I wtedy właśnie z tamtej strony rozległy się trzaski, szumy, a potem popłynęły dźwięki. Leon w pierwszej chwili nie rozpoznał utworu i dopiero kiedy zobaczył, że jego sąsiedzi prężą się w postawie zasadniczej, pojął: hymn! Mazurek Dąbrowskiego! A potem jeszcze Rota!

Śpiewali wszyscy. Znikła gdzieś nieufność, rozpłynęła się we łzach. A potem rozległ się dźwięk jeszcze piękniejszy. Kucharz przywalił chochlą w jakieś żelastwo. Pracownicy zaczęli schodzić ze swoich posterunków, rozmawiając. Ktoś wyciągnął zza pazuchy pierwszy numer „Życia Warszawy”, który ukazał się przedwczoraj na Pradze, ktoś przyniósł plotkę, że w Lublinie3 podjęto decyzję i Warszawa będzie odbudowana. Ktoś się na tę plotkę obruszył. Zaczęto dyskutować, czy postanowienia lubelskich władz mają jakąś wagę, czy nie, bo przecież już niedługo wybuchnie nowa wojna albo sam Anders przyjedzie na białym koniu i wyzwoli Polskę spod bolszewickiej zarazy. Jakieś dziewczyny opowiadały straszne historie o czerwonoarmiejcach, którzy wieczorami w okolicach Dworca Głównego urządzali polowania na kobiety. Ktoś dowodził, że jedynym pewnym sposobem zdobycia jedzenia jest praca przy ekshumacjach.

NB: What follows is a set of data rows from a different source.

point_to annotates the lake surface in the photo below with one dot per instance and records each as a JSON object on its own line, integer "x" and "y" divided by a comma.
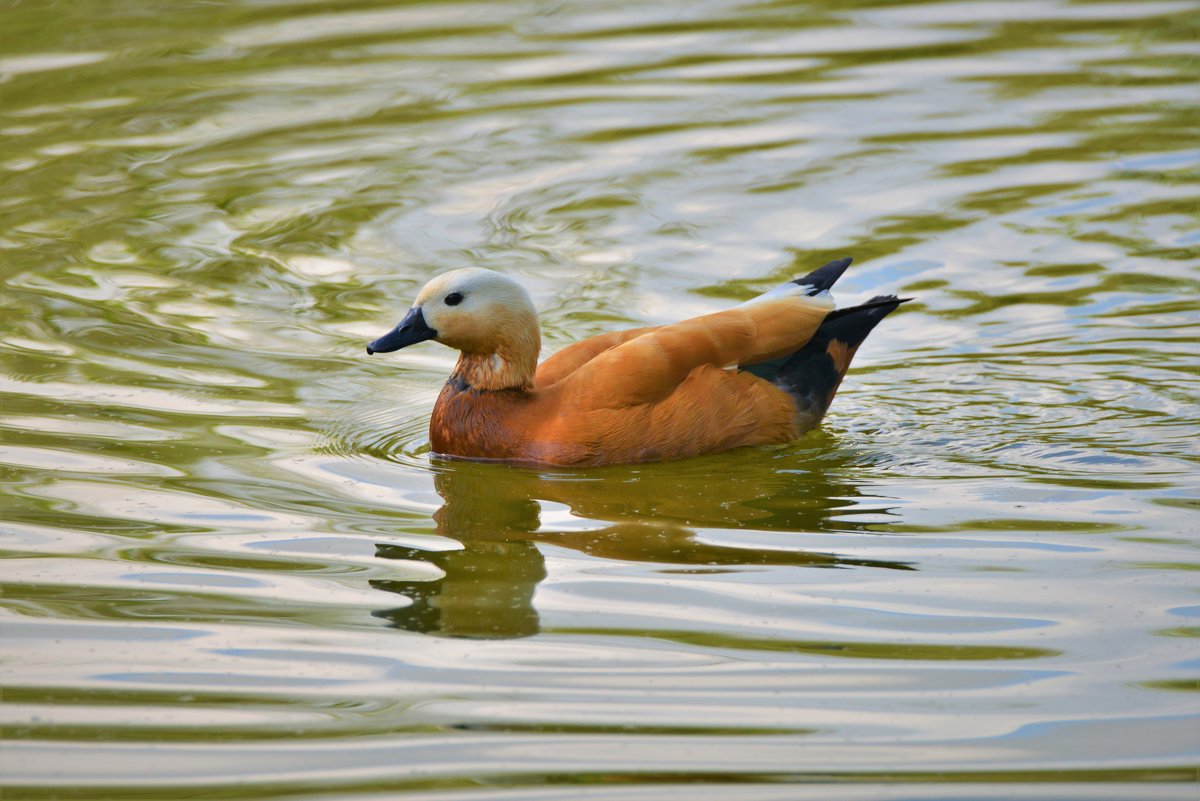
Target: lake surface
{"x": 234, "y": 570}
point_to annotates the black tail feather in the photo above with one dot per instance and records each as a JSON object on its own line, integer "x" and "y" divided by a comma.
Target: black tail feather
{"x": 813, "y": 373}
{"x": 823, "y": 277}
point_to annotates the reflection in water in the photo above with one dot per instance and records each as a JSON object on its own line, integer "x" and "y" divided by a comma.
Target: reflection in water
{"x": 487, "y": 585}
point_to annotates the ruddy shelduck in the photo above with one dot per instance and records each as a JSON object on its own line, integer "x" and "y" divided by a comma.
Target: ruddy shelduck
{"x": 759, "y": 373}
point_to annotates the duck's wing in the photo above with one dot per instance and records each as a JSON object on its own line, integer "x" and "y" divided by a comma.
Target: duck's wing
{"x": 571, "y": 357}
{"x": 649, "y": 367}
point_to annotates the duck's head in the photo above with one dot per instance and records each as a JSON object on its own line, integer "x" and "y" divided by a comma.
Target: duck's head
{"x": 477, "y": 311}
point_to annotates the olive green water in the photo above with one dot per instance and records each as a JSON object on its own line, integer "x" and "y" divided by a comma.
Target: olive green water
{"x": 233, "y": 568}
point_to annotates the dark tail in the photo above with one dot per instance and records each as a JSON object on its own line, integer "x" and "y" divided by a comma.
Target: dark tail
{"x": 813, "y": 373}
{"x": 823, "y": 277}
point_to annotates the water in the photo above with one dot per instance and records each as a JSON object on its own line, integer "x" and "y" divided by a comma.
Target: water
{"x": 235, "y": 571}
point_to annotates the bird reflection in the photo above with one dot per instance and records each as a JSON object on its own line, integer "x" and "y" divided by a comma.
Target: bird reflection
{"x": 487, "y": 585}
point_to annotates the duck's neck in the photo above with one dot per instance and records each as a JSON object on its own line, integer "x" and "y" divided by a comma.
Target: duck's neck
{"x": 507, "y": 368}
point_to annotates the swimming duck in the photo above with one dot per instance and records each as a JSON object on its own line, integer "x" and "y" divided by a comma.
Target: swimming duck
{"x": 759, "y": 373}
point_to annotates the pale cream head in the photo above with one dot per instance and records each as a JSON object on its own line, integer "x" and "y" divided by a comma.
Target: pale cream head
{"x": 480, "y": 311}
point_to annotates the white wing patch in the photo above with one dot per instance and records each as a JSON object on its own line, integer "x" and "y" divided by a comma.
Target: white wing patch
{"x": 790, "y": 289}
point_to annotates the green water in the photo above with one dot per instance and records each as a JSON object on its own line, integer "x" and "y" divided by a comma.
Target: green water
{"x": 233, "y": 568}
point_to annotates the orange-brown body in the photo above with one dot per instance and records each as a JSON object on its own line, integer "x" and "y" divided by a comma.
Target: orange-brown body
{"x": 762, "y": 372}
{"x": 646, "y": 395}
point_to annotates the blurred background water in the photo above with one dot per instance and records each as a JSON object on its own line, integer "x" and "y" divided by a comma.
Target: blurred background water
{"x": 233, "y": 568}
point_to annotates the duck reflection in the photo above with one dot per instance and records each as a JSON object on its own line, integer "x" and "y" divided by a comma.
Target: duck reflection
{"x": 495, "y": 512}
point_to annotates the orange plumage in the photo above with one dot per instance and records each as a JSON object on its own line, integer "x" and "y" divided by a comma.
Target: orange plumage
{"x": 759, "y": 373}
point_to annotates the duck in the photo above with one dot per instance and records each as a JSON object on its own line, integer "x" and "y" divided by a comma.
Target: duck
{"x": 760, "y": 373}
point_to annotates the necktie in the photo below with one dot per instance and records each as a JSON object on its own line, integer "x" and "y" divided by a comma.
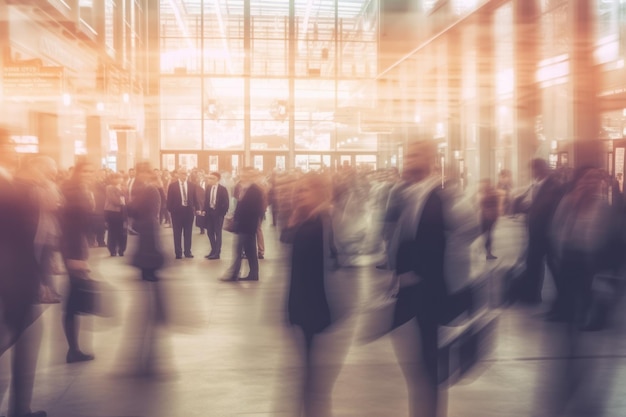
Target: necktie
{"x": 213, "y": 195}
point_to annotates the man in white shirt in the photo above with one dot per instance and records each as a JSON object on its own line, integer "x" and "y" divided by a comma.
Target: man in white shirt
{"x": 181, "y": 203}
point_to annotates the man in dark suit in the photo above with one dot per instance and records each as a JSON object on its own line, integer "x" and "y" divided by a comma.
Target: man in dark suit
{"x": 20, "y": 279}
{"x": 545, "y": 194}
{"x": 416, "y": 255}
{"x": 216, "y": 204}
{"x": 248, "y": 214}
{"x": 181, "y": 203}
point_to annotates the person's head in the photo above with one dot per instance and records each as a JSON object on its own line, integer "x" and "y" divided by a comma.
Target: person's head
{"x": 83, "y": 172}
{"x": 181, "y": 173}
{"x": 42, "y": 168}
{"x": 312, "y": 190}
{"x": 420, "y": 160}
{"x": 8, "y": 154}
{"x": 539, "y": 168}
{"x": 115, "y": 179}
{"x": 248, "y": 176}
{"x": 213, "y": 178}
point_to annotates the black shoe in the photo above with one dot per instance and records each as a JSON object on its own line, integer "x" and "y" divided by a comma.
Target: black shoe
{"x": 35, "y": 414}
{"x": 249, "y": 278}
{"x": 229, "y": 279}
{"x": 78, "y": 356}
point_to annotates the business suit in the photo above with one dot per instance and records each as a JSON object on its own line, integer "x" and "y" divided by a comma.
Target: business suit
{"x": 214, "y": 216}
{"x": 182, "y": 213}
{"x": 20, "y": 278}
{"x": 423, "y": 255}
{"x": 539, "y": 218}
{"x": 247, "y": 217}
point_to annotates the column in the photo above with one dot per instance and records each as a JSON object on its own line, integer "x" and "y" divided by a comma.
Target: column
{"x": 247, "y": 69}
{"x": 94, "y": 140}
{"x": 486, "y": 92}
{"x": 152, "y": 94}
{"x": 455, "y": 83}
{"x": 527, "y": 99}
{"x": 584, "y": 76}
{"x": 291, "y": 73}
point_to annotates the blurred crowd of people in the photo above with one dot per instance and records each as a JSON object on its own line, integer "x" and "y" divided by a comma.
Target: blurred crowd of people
{"x": 51, "y": 218}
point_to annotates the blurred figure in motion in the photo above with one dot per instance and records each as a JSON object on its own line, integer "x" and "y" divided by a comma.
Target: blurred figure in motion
{"x": 309, "y": 231}
{"x": 76, "y": 222}
{"x": 39, "y": 177}
{"x": 488, "y": 201}
{"x": 215, "y": 207}
{"x": 504, "y": 187}
{"x": 248, "y": 213}
{"x": 417, "y": 257}
{"x": 543, "y": 195}
{"x": 182, "y": 205}
{"x": 145, "y": 209}
{"x": 20, "y": 279}
{"x": 115, "y": 215}
{"x": 579, "y": 232}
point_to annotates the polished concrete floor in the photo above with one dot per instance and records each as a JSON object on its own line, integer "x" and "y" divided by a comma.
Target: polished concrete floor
{"x": 227, "y": 351}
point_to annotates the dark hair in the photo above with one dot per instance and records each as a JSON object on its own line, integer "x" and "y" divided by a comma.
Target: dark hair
{"x": 79, "y": 167}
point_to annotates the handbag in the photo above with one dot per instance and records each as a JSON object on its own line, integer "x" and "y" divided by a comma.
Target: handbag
{"x": 92, "y": 297}
{"x": 229, "y": 223}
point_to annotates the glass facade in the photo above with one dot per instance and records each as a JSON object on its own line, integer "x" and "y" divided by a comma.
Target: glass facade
{"x": 256, "y": 77}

3 W Lublinie działał Rząd Tymczasowy Rzeczpospolitej Polskiej uzależniony od władz ZSRR.

Leon stał oszołomiony wśród tego nagle rozgadanego tłumu i czekał na swoją porcję grochówki. Dopiero kiedy pochłonął zupę, pomyślał, że skoro przez szczekaczkę nadano hymn i Rotę, to znaczy, że gdzieś organizuje się radio, a może i orkiestra, więc koniecznie powinien dowiedzieć się na ten temat czegoś więcej.

*

Urząd Informacji i Propagandy. Ta nazwa kojarzyła się Leonowi z czasami okupacyjnymi, bo podobnie nazywała się jedna z konspiracyjnych komórek. Jednak kiedy wszedł do nieźle zachowanej praskiej kamienicy przy Targowej, skojarzenia ze znanym mu dawniej światem znikły. Po korytarzach w gorączkowym pośpiechu krążyli umundurowani ludzie, snuła się gęsta machorkowa mgła, a uszy raziły wydawane szczekającym tonem rosyjskie rozkazy. Chaos. Drzwi poszczególnych pokojów otwierały się i zamykały.

Ktoś wchodził, ktoś wychodził. Ktoś, szeleszcząc papierami, przebiegł koło Leona, a czyjeś nieprzytomne oczy mówiły: „proszę nie przeszkadzać”, zaaferowane miny zaś: „nie mam teraz czasu”. A on stał przez dłuższą chwilę na środku korytarza potrącany przez innych, aż wreszcie zdobył się na odwagę i otworzył pierwsze lepsze drzwi.

Przy biurku siedział młody człowiek w mundurze lejtnanta i rozmawiał przez telefon.

– Tak toczno, towariszcz major… Tak toczno. – Nie zwrócił uwagi na przybysza, ale on stał i czekał, aż Rosjanin skończy rozmowę. – Czego? – Wreszcie odłożył słuchawkę.

– Jestem stroicielem fortepianów… – zaczął Leon, ale na widok osłupienia na twarzy lejtnanta stropił się nieco i zamilkł.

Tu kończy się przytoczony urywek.